I’m wondering who are the people who do the audio describing for these projects? It sounds like an endless job!

It’s an incredible job, and a lot of people are involved. We have people who are very skilled writers and captioners, and they must follow standards and protocols. The national standards for captioning and describing are being written and revised now. We’re at the cusp of this exciting endeavor. We have a consumer advisory board and we’ve conducted focus groups that helped us with our audio descriptions, especially. For instance, how objective or subjective can a describer be? If I say, “A beautiful woman wearing a red dress walked through a doorway”—what does the word “beautiful” mean to a person born blind? It’s a subjective word. And what does the color “red” look like? It takes great care to truly describe the narration and action on the screen. So we’re really eager to have these standards set down and approved. Audio description has been around for about fifteen years, but people are just now becoming aware of it.

When will these products be available to the public?

We assume it will take maybe two or three months to get all the enhancements into the product, such as a DVD. Then, we hand it over to AIT, for instance, for distribution. Under these grants we’ll be enhancing 90 to 95 hours per year—and that means adding descriptions, captioning, working on navigation, all the things we talked about. And that will include work on teacher guides, too. We’ll be able to make captions and descriptions available for the Web quickly as well. Some of the other enhancements, such as the freeze-framing or in-depth descriptions or the glossaries, will take a bit longer because they are being developed as we’re working.

Will these products be available to the public, or just to educational institutions?

CaptionMax is not the educational expert—that’s what AIT does. So we’re starting with your instructional programming and providing the accessibility components. We’re hoping that AIT will make sure that schools and libraries understand that their programming is fully accessible. The intention is to get these products out, but AIT is the distributor for their enhanced instructional products.

What is the value of these products?

The value is inclusiveness—the idea that we want to include all different groups; we don’t want to exclude anyone.
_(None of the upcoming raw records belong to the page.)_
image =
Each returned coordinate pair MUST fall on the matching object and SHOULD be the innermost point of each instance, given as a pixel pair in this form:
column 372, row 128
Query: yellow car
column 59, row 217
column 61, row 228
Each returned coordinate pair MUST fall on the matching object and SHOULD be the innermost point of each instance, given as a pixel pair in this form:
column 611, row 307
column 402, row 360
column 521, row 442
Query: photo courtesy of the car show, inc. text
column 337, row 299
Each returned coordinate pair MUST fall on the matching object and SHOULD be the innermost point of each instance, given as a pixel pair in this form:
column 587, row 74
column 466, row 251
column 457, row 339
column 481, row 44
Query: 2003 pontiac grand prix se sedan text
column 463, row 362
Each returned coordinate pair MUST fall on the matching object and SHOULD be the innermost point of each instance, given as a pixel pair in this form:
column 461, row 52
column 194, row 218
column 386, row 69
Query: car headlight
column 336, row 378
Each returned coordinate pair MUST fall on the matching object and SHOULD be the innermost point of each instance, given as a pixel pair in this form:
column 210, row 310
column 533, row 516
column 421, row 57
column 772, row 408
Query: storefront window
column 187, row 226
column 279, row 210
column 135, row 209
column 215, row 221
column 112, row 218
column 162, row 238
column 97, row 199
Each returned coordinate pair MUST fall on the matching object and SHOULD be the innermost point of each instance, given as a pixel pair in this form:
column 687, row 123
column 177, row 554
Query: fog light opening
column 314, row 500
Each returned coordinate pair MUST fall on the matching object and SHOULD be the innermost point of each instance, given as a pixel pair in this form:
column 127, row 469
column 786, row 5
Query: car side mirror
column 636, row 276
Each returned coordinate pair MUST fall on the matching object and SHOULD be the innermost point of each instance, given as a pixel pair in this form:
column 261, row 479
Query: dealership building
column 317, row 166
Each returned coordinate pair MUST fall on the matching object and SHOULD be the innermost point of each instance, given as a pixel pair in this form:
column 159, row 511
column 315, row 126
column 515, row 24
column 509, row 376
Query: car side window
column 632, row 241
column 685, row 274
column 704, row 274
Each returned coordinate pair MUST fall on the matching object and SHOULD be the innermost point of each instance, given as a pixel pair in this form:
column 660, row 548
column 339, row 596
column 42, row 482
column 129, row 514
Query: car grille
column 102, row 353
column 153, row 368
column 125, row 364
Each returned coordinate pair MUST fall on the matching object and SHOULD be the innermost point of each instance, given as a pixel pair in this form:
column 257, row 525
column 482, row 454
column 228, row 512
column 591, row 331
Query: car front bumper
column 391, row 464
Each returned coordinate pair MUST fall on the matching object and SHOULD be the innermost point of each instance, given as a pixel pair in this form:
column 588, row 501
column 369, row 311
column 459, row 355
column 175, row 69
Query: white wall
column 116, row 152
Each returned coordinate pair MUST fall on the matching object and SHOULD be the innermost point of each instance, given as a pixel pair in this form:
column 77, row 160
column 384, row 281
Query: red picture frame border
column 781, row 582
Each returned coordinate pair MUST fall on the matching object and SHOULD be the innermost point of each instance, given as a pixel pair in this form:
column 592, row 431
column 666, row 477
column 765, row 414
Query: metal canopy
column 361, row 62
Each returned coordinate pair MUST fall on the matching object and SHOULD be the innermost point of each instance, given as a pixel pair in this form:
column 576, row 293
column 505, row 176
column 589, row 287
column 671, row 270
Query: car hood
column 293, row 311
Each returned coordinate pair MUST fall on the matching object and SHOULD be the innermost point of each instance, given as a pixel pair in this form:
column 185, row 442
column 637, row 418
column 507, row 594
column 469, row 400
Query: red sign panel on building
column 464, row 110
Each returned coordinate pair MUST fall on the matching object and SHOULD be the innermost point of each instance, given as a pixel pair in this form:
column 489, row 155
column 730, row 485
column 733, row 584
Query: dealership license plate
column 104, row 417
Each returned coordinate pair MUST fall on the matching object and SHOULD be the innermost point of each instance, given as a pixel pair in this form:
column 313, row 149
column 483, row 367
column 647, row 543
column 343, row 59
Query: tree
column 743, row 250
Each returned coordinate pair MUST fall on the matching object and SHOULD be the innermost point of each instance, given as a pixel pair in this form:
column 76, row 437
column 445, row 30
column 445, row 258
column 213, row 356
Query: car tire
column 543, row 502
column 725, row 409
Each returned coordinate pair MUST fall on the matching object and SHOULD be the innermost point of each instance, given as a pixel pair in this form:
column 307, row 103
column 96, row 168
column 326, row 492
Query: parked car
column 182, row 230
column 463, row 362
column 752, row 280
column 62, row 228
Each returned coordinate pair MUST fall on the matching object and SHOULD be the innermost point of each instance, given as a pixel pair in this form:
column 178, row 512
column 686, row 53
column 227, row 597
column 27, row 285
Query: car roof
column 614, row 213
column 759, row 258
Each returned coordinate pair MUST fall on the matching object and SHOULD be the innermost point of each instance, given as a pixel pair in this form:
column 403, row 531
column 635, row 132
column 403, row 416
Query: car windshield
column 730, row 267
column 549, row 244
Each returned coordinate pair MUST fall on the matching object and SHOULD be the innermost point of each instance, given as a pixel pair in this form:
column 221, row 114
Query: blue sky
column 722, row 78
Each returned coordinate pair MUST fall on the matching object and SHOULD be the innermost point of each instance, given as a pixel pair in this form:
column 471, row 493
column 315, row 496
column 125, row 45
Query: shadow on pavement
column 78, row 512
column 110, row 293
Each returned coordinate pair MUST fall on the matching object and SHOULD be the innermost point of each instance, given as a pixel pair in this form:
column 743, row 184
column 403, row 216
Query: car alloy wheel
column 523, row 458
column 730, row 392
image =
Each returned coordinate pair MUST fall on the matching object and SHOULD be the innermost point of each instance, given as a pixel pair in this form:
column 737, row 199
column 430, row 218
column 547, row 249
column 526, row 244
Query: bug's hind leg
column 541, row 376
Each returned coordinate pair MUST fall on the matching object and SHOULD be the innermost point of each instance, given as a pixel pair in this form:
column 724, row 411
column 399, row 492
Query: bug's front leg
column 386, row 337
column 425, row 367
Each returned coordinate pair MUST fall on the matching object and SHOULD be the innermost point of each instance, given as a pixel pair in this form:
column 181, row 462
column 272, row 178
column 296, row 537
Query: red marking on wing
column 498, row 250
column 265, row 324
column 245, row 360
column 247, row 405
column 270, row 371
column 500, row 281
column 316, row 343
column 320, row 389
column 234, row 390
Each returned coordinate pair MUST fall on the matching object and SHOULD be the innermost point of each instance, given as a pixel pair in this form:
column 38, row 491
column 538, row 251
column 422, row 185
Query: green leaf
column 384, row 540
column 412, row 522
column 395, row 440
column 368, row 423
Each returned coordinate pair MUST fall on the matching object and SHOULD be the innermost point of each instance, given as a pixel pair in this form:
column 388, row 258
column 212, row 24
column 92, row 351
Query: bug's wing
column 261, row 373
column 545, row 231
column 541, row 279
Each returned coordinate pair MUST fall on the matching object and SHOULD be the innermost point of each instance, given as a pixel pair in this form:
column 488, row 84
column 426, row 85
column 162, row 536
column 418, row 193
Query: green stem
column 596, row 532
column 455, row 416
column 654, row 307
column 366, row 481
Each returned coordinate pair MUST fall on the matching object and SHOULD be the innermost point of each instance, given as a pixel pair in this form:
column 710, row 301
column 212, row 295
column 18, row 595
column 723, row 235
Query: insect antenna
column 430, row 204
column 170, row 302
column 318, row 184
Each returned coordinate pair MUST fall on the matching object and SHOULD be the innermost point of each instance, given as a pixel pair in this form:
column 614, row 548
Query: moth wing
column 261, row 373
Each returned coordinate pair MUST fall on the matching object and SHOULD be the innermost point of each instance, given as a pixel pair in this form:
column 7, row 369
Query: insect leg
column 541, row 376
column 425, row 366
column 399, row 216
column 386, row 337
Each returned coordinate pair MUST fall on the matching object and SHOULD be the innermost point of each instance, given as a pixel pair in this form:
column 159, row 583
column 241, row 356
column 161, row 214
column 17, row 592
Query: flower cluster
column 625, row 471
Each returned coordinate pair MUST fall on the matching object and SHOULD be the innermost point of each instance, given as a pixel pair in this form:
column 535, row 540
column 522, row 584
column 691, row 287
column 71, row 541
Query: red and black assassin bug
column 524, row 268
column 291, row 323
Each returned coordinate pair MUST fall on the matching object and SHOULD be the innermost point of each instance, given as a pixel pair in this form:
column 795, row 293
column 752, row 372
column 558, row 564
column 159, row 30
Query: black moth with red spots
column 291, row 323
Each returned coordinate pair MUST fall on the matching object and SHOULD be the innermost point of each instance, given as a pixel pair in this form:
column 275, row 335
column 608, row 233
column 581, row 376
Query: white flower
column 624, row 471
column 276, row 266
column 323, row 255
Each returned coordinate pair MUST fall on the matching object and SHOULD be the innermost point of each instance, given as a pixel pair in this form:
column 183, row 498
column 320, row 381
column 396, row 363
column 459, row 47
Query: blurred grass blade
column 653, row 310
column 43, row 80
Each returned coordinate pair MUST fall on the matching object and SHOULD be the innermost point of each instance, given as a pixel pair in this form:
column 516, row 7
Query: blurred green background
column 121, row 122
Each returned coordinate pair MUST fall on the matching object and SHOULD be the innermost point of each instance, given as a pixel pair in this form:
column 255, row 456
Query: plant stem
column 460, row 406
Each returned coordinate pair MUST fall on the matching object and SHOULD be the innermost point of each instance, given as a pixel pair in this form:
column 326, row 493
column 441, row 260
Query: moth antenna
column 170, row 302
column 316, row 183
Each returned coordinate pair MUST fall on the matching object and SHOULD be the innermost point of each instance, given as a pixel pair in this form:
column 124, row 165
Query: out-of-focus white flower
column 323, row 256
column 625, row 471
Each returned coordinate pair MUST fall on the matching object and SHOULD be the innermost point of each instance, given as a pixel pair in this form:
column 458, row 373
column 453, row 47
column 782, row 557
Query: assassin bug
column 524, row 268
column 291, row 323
We want to see an even playing field for all the groups we’ve been talking about: deaf, hard of hearing, blind, low vision, learning disabled, ESL—everyone.

How did you get involved with CaptionMax?

I was involved with captioning through WGBH-TV, the public TV station in Boston. Before that I was involved with the Center for the Media Arts, which was a program that trained people in different kinds of media at the post-secondary level. I have an interest in education and have been involved in captioning for twenty years. Beyond that, the issue of access has always been an interest of mine.

This sounds like a great project!

It really is. We’re very excited about working with AIT because as a company you have so much to offer. I’ve learned so much from talking to your staff members about master teachers and how programs get developed and evaluated and distributed.

Have I not asked you a question you’d like to answer?

Yes, in regards to inclusiveness, I’d like to mention that our CaptionMax Web site is fully accessible. A blind person, for example, can use a screen reader to hear the descriptions of what’s on screen, including anything that’s not a word. The blind person can wave a screen reader in front of the screen, and the voice description of that graphic is heard. In addition, anything that is on screen is available in Spanish. CaptionMax also hires people with disabilities. We’re very serious about inclusiveness.